The Extraordinary Partner



A Great Idea …

“Seeing our partner’s point of view is essential to nurturing our relationships. How can we respond lovingly to our partners’ needs and preferences when we don’t know their needs and preferences? We must get outside of our own views and into our partners’ views if we hope to nurture a vibrant relationship.” (Professors of Family Life, H. Wallace Goddard and James P. Marshall, in their book, The Marriage Garden pp. 62-63)

In Other Words …

Each of us sees our own point of view. But that is only half of the story-or maybe less. When it comes to loving our partners effectively, our partners are the experts. We should listen carefully. We should notice their preferences. Seeing our partners’ points of view enlarges our understanding and broadens our horizons.

How This Applies to You…

Do you want to be an expert partner? The thing that separates ordinary from extraordinary partners is the willingness to take their partners’ points of view. So think about your partner’s hopes and dreams, struggles and disappointments. Then take genuine interest and show heartfelt support. You will become one of the extraordinary partners.

To Find Out More…

For more great ideas (or to share your ideas) check out the Navigating Life’s Journey blog

For an excellent (and free!) program on marriage, see The Marriage Garden at Arkansas Families.

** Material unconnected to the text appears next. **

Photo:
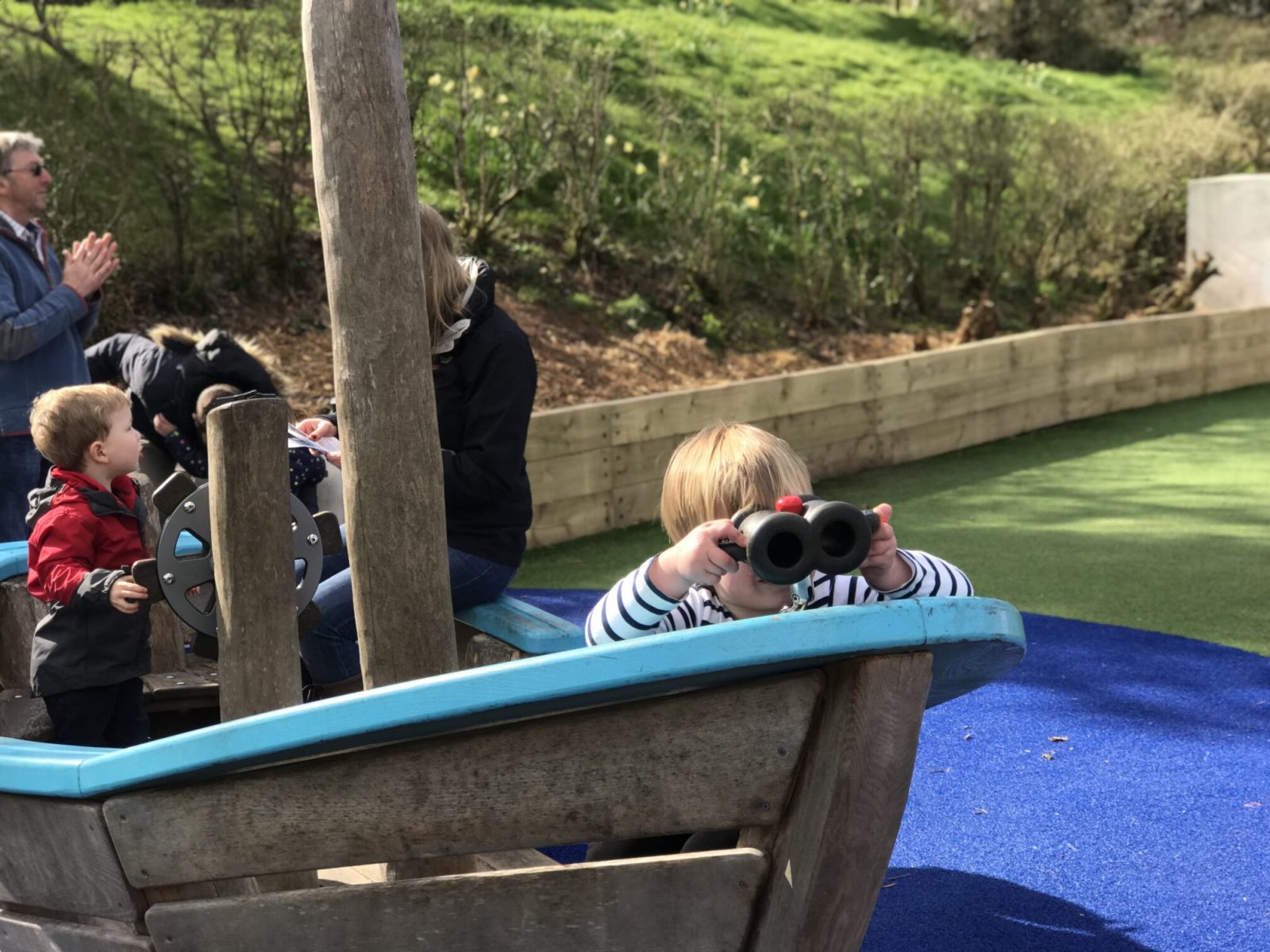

For an excellent book focused on marriage, read The Marriage Garden by H. Wallace Goddard and James P. Marshall or The Seven Principles for Making Marriage Work by John Gottman.

Author: H. Wallace Goddard

Wally Goddard is a retired professor of Family Life having served in Arkansas and Alabama. He developed programs on personal well-being, marriage, and parenting. He is well known for his many creative family programs, including The Marriage Garden, The Parenting Journey, and Blueprint for Happiness. Wally has authored or co-authored several books including Between Parent and Child, The Soft-Spoken Parent, and Drawing Heaven into Your Marriage. He has been recognized by his colleagues with several awards including the Outstanding Family Life Educator Award. Wally and his wife, Nancy, have three adult children, fourteen grandchildren, and have cared for many foster children over the years. Wally describes Nancy as the finest human being he has ever known.

1 thought on “The Extraordinary Partner”

  1. Looking through the eyes of my partner has proven to be a great challenge for me. I have found that when I forget about what I think I need from my partner, and then focus on what she needs – which is to be understood – she feels more at ease. I have also found that when I am trying to understand her, I feel more love for her and she is “opened” to me as a wonderful person with many gifts and talents. I am in awe. I need to find more ways to express that awe so that she can feel understood.